A Colorful Legacy of Texas and American Wildflowers
After returning home from Washington, the former first lady focused on Texas at first. Under her leadership, Austin built a landscaped hiking trail around Town Lake, an improvement that attracted businesses and rejuvenated downtown. She also began awarding prizes to local districts that maximized their use of native plants and flowers along the roads. It is not an accident that people today can enjoy the sight of so many Texas flowers bordering the highways.
Long before people discussed ecology and climate change the way that they do today, Lady Bird Johnson worked to educate people about the value of growing sustainable plants. On her 70th birthday, in 1982, she established the National Wildflower Research Center. To get it going, she made a donation from her personal assets of 60 acres of land and $125,000.
The center was originally located east of Austin, Texas. In a few years, under the former first lady's leadership, it moved to a larger lot that could contain a permanent building. The center was renamed to the Lady Bird Johnson Wildflower Center in 1989, and it now covers hundreds of acres and has hundreds of different kinds of wildflowers on display. Besides displays, the center runs a variety of different educational programs for both adults and children.
Still, the center's focus is on sustainable and native plants. It promotes the use of local plants by landscapers, florists, and farmers whenever possible. It also promotes protecting and even cultivating natural growth for scenery and habitats.
The Texas Seed Bank
Sadly, not every species of plant can get preserved. Another project of the Lady Bird Johnson Wildflower Center is the Texas Seed Bank. This project collects seeds from important Texas flowers and plant species. Even if plants cannot be saved from extinction, their seeds can get stored for hundreds of years. Besides storing and cataloging seeds, the center allows researchers to request seeds from the bank for study.
Trained volunteers work with landowners to study plants and collect seeds out in the field. In fact, many of the volunteers are landowners who got inspired to learn more about the native plants growing around their homes after getting contacted for permission to use their land by the Texas Seed Bank.
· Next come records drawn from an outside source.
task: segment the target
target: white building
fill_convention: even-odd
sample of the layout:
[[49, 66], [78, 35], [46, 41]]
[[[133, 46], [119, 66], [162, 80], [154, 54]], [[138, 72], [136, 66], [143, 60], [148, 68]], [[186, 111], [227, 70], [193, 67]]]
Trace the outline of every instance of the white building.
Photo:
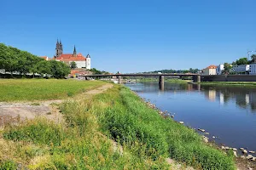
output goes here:
[[233, 71], [236, 73], [244, 73], [244, 72], [249, 72], [250, 65], [234, 65]]
[[202, 70], [202, 75], [216, 75], [217, 66], [211, 65], [210, 66]]
[[224, 70], [224, 65], [223, 64], [218, 65], [217, 68], [216, 68], [216, 74], [217, 75], [222, 75], [222, 71]]
[[88, 70], [90, 70], [90, 56], [89, 55], [89, 54], [86, 56], [86, 63], [85, 63], [85, 68]]
[[250, 75], [256, 75], [256, 64], [252, 64], [249, 66], [249, 74]]

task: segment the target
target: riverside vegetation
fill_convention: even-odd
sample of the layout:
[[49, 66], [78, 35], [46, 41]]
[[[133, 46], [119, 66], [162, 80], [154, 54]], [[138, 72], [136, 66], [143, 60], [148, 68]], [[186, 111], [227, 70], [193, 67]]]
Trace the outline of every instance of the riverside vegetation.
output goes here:
[[37, 118], [5, 127], [0, 169], [169, 169], [166, 157], [196, 169], [235, 169], [232, 154], [163, 118], [127, 88], [79, 96], [60, 110], [65, 123]]
[[1, 101], [32, 101], [60, 99], [72, 97], [103, 85], [99, 81], [57, 80], [57, 79], [1, 79]]

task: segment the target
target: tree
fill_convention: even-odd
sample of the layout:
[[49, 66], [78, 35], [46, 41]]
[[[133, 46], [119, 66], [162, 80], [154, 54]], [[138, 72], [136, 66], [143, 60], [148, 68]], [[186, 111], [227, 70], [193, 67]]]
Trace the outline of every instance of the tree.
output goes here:
[[77, 68], [77, 67], [78, 67], [78, 66], [77, 66], [76, 62], [72, 61], [72, 62], [70, 63], [70, 68], [75, 69], [75, 68]]

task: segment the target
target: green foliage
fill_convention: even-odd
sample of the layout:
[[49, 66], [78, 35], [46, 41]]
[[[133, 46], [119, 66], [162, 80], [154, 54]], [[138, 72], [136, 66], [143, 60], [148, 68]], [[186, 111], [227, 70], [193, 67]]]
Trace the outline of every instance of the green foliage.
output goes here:
[[60, 109], [63, 124], [35, 119], [5, 128], [3, 137], [15, 142], [4, 151], [15, 152], [15, 162], [29, 169], [170, 169], [169, 156], [198, 169], [235, 169], [233, 156], [164, 119], [126, 88], [81, 96]]
[[27, 121], [22, 126], [9, 127], [3, 133], [3, 138], [11, 140], [49, 145], [60, 145], [64, 136], [64, 130], [59, 125], [46, 119]]
[[5, 70], [12, 75], [27, 73], [49, 75], [56, 78], [64, 78], [70, 73], [68, 65], [55, 60], [46, 61], [26, 51], [0, 43], [0, 70]]
[[0, 101], [62, 99], [105, 83], [72, 79], [1, 79]]
[[[148, 108], [141, 99], [125, 88], [119, 94], [100, 94], [97, 99], [114, 103], [102, 111], [101, 124], [106, 133], [131, 148], [136, 144], [145, 146], [137, 150], [148, 156], [159, 156], [183, 162], [203, 169], [234, 169], [233, 157], [204, 144], [201, 137], [172, 119], [162, 118], [156, 110]], [[112, 92], [113, 93], [113, 92]], [[109, 101], [112, 99], [112, 101]]]
[[70, 63], [70, 68], [75, 69], [75, 68], [77, 68], [77, 67], [78, 67], [78, 66], [77, 66], [76, 62], [72, 61], [72, 62]]
[[0, 170], [16, 170], [17, 165], [13, 161], [0, 162]]

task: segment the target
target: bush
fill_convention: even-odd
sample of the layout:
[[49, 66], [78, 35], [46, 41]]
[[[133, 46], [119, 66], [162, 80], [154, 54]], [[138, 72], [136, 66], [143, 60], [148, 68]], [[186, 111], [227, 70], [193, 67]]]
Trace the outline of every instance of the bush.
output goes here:
[[17, 165], [13, 161], [0, 162], [0, 170], [16, 170]]
[[4, 139], [49, 145], [60, 145], [64, 136], [64, 129], [60, 125], [45, 118], [27, 121], [21, 126], [9, 127], [3, 133]]

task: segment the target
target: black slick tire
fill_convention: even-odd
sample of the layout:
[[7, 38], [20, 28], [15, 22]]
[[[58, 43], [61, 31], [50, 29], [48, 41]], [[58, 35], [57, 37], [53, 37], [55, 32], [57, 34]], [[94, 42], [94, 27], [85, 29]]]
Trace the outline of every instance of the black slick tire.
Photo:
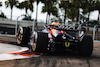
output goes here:
[[82, 41], [78, 44], [78, 54], [80, 56], [91, 56], [93, 52], [93, 40], [91, 36], [84, 36]]

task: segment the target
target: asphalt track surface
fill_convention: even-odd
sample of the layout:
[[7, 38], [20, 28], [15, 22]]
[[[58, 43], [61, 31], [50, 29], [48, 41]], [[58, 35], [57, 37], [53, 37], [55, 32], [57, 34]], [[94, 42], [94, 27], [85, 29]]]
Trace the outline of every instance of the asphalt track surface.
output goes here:
[[[14, 36], [0, 36], [0, 40], [16, 45]], [[39, 57], [0, 61], [0, 67], [100, 67], [100, 43], [94, 43], [91, 57], [80, 57], [73, 52], [49, 53]]]

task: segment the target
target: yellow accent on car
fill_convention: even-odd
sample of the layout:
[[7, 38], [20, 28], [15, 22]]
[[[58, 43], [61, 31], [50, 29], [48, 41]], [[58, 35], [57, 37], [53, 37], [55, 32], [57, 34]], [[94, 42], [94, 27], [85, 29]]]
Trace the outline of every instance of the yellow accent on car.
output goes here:
[[65, 42], [65, 46], [69, 47], [70, 46], [70, 42]]

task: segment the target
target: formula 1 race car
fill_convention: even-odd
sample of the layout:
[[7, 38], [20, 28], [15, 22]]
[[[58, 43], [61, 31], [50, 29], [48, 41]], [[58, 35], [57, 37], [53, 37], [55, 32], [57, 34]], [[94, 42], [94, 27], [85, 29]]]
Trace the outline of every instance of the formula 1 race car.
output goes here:
[[46, 25], [38, 32], [29, 27], [20, 27], [17, 33], [17, 43], [32, 46], [37, 52], [59, 52], [72, 50], [81, 56], [91, 56], [93, 40], [85, 35], [86, 29], [80, 26], [65, 26], [58, 22]]

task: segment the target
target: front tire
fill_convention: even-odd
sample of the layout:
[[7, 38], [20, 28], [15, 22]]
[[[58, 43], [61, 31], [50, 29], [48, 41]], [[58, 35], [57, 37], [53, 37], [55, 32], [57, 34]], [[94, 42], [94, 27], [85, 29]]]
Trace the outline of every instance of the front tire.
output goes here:
[[47, 52], [48, 48], [48, 33], [37, 33], [37, 42], [35, 43], [35, 48], [33, 48], [33, 51], [36, 52]]
[[91, 36], [84, 36], [78, 44], [78, 54], [80, 56], [91, 56], [93, 52], [93, 40]]
[[17, 33], [17, 44], [21, 46], [26, 46], [30, 41], [30, 28], [29, 27], [20, 27]]

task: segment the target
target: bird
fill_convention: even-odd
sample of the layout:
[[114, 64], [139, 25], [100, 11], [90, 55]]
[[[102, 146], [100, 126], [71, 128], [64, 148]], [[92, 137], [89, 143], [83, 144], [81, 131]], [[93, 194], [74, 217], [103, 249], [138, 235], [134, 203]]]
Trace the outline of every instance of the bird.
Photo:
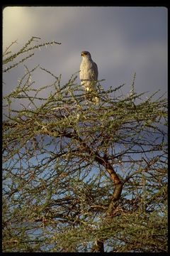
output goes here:
[[98, 80], [98, 66], [86, 50], [81, 52], [82, 61], [80, 64], [79, 78], [81, 85], [86, 92], [91, 92], [91, 99], [93, 102], [98, 103], [99, 99], [96, 96], [96, 82]]

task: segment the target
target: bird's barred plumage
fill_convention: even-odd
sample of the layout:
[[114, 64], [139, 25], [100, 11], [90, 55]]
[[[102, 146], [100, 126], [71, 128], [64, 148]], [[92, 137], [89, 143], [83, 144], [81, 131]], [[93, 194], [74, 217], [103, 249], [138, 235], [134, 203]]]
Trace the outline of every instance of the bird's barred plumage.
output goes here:
[[[98, 80], [98, 67], [93, 61], [88, 51], [82, 51], [82, 61], [80, 65], [79, 78], [81, 84], [88, 92], [96, 94], [96, 82]], [[98, 97], [93, 97], [93, 101], [98, 102]]]

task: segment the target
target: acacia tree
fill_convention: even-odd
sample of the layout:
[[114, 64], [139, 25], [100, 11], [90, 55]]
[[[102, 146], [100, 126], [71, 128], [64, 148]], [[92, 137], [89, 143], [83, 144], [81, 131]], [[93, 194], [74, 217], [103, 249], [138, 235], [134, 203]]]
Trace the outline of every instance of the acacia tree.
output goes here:
[[[4, 72], [52, 43], [35, 39], [6, 49]], [[35, 88], [38, 68], [54, 82]], [[98, 83], [94, 104], [76, 75], [26, 66], [4, 97], [4, 252], [167, 251], [166, 99], [134, 83], [125, 95]]]

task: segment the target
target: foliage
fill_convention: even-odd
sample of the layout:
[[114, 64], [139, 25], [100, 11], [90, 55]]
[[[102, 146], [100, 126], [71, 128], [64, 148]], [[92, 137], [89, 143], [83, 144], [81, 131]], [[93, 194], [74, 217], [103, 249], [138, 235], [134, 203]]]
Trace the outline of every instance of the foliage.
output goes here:
[[[35, 88], [35, 68], [53, 83]], [[76, 74], [62, 85], [26, 68], [4, 97], [4, 252], [167, 251], [166, 100], [123, 86], [98, 83], [96, 105]]]

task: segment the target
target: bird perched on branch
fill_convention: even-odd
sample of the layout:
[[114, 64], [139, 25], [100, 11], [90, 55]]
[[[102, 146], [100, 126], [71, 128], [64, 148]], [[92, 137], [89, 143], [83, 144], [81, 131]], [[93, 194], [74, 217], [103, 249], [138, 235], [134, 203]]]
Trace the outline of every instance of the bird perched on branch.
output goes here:
[[98, 80], [98, 67], [93, 61], [90, 53], [82, 51], [82, 61], [80, 65], [79, 78], [81, 85], [83, 85], [86, 91], [91, 92], [91, 99], [92, 101], [98, 103], [98, 97], [96, 96], [96, 82]]

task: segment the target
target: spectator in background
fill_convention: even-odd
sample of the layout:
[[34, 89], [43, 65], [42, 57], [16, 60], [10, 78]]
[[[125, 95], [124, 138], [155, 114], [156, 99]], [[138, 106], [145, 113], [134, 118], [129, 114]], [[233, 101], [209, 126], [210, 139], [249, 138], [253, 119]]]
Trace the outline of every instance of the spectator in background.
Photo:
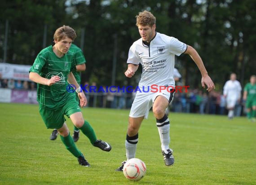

Lady Bird Johnson: The Environmental First Lady
People in Texas and all over the United States can thank Mrs. Johnson for her work to preserve natural wildflowers and other plants. Now, concerns over local flora are even more urgent than they were when she was first lady or a Texas environmental activist. It is comforting to know that people in the future will have access to the seeds of the past because of the efforts of this inspiring first lady and Texas cultural icon.